If I have an uncomfortable pair thats what I do... wet them down real well... then wear them till they dry. Hasnt ruined a pair yet.


----------



## charlicata

Thanks!!!! The farrier is coming today, so I'll stop by the house and change boots on my way. As hot as it is here, they should be dry by the time I get done feeding this evening. I really appreciate the help!!!!


----------



## Cowgirl140ty

No problem =)


----------



## iridehorses

Soak them real well with very warm water - inside and outside (putting them in the bathtub for about 15 min. will do it. 

Always worked for me and never ruined a pair of boots.


----------



## Tennessee

I just go stand in the horse's water trough with them on for about ten minutes, and that usually stretches them out.
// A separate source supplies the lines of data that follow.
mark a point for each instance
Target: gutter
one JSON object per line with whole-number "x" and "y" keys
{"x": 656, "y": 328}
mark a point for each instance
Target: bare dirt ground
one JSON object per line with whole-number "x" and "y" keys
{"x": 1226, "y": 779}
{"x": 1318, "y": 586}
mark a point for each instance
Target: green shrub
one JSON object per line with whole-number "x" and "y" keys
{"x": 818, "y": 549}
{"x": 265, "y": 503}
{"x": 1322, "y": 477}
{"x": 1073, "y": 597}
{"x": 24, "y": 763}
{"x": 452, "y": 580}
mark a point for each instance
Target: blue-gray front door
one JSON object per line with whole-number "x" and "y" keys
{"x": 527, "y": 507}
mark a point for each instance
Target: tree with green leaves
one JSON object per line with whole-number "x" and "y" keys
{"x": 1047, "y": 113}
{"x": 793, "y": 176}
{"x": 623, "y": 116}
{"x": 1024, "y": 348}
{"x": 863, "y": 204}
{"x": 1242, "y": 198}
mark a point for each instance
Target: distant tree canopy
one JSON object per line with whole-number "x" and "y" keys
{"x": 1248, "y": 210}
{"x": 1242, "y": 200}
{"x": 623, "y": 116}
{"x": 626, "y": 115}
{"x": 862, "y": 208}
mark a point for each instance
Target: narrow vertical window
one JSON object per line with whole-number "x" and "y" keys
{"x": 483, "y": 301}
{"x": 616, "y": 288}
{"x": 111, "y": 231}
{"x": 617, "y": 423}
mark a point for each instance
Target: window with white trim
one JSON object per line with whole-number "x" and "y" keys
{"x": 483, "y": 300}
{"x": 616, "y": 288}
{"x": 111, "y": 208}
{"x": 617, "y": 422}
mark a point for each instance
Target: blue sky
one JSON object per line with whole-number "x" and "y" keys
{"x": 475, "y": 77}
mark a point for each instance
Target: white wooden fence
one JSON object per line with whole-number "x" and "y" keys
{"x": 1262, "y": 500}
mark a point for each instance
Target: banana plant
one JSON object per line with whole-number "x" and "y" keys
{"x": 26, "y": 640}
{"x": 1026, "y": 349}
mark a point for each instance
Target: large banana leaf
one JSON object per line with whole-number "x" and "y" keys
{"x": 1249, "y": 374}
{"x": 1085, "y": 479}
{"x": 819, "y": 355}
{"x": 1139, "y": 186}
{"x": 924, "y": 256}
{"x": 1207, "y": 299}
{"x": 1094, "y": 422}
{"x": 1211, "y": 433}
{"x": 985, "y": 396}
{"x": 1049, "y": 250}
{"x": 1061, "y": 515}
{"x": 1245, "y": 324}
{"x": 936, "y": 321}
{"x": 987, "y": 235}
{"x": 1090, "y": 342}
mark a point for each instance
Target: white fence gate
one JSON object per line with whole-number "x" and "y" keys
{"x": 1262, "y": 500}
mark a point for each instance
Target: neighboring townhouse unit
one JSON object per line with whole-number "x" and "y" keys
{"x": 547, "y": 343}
Of course, then I have to clean the trough. lol.


----------



## smrobs

The only what that it would ruin them is if they were a pair of those really girly type designer boots but I don't think those are. I also do the tub soaking thing. Leave them in warm water for a while and then wear them until they dry. After they are dry, I always oil them too. That keeps the leather from cracking.


----------



## charlicata

Didn't get to do it today...farrier was ahead of schedule and didn't have time to stop by the house. I'll let them start soaking in the morning when I get up. Then wear them to work, they should be ready to oil up by the time I get home. 

Smrobs...girly designer boots?...for me? Even my hubby laughed at that one. This is my first pair of the pull on boots though. Normally I get the lace-ups. But if I can't work around the barn in 'em, and I have to worry about 'em getting scuffed all the time, I don't want 'em. I spend as much time working around at the barn as I do at work. My last pair was a pair of the Ariat Canyon lace-ups. They lasted me all of 2 months before the tread on the bottom wore out. I guess if these wear out so quick, I'll go to another brand. At least the Justins lasted me a little over a year. Besides, if I spent that much on a pair of boots, I'd probably end up going to the ER to have said boots removed from "you know where". That is if dh found out how much they were...lol. He had a cow when he found out that I had paid $160 for the Justins.

Thank you all for replying! I'll be doing the warm water thing in the morning.


----------



## corinowalk

The nice thing about justins, and it may be true for ariats, the soles wear out before the boot does. I had one pair of justins last me 4 years of hard riding...granted I had to have the soles replaced every year but dang those boots were nice. I have the ariat lace ups now and though they are comfy, I dont know about the durability. The sole is already wearing thin...Ill have to ask my shoe guy if he can replace the soles on these the way he did with my justins!


----------



## charlicata

Ok...my feet are soaked right now. I've been at work for almost 2 hours. The good news is that they're not hurting right now, and my feet are the only cool body part I have right now...air conditioner in the office not working :0(. Along with a mental note...these boots are in NO way, shape, or form waterproof...lol. 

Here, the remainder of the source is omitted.